Gerard Meijssen wrote:
Hoi,
I selected a great picture from Commons. I loaded it on my memory stick. I
went to a copy shop and had it printed in poster format for little money. No
fuss. I did not even need to bring it on a memory stick, I could have
downloaded the picture at the copy shop. This is the real world. There is
nothing stopping anyone from printing one of the great pictures from
Commons.
I think this is the great thing about our emerging age. You
don't need to own a printing press to be able to make a book.
(of course before the printing press you needed to have a
scribe to make a book, but that it very much by the by)
With all the talk about the French chapter's
cottage village solution to
printing, the reality is that printing a poster is not a problem anyway.
Given this reality, what are we talking about. What do we think we
realistically achieve. You have to appreciate that the poster has to be
shipped, there has to be something for the French chapter and all the
overhead you think up has to be paid.
I don't think it is at all a bad thing
that wikimedias chapters
would have to face all the same obstacles as other re-users,
and of course the obstacles are all there for a reason, and
traditional copyright would not only be worse, but would make
production of something like wikipedia essentially impossible.

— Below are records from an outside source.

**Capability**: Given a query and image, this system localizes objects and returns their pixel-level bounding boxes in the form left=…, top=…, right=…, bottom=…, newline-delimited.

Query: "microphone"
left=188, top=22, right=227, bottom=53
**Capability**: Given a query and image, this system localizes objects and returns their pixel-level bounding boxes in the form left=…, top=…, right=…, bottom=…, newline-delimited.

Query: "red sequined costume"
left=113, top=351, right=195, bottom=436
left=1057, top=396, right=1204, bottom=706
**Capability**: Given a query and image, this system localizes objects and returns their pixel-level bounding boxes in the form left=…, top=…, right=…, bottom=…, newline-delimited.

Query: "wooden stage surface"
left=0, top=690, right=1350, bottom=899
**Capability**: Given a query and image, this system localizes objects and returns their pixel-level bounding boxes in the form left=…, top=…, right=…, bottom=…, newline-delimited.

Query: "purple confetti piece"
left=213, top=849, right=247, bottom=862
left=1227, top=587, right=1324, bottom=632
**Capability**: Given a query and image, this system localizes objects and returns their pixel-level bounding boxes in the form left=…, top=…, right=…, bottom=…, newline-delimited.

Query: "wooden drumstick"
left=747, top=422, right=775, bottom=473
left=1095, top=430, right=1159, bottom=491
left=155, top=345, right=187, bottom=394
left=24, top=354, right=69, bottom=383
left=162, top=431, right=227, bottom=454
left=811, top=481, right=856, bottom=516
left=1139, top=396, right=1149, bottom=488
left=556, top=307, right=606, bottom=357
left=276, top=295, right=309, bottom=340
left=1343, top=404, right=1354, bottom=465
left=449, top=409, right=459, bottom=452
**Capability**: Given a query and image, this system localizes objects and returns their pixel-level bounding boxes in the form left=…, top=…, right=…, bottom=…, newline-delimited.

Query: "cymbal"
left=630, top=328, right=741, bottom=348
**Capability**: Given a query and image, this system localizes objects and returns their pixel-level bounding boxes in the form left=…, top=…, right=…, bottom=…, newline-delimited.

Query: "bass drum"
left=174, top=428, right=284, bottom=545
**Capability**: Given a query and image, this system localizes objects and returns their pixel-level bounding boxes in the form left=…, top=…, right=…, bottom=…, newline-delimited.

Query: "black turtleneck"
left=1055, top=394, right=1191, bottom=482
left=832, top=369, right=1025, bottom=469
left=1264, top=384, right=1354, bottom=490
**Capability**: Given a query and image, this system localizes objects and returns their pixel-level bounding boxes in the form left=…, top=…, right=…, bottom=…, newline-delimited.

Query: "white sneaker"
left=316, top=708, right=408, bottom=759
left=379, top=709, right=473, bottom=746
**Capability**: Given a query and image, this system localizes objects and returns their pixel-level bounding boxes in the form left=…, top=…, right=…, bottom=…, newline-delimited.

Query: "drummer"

In another thread all kinds of
difficult theories are discussed about atribution. The more complicated it
is in the real world, the more likely it is that the chapter will end up
with very little indeed and that all this talk will only kill a goose that
lays "golden" eggs.
Thanks,
I completely agree with your point, but I think you have grasped
the wrong end of the stick. It is precisely the pride people feel
about contributing and being acknowledged as contributing to
our great charitable work, that is laying the golden eggs.
Attribution is not a killer, it is what gives our projects life.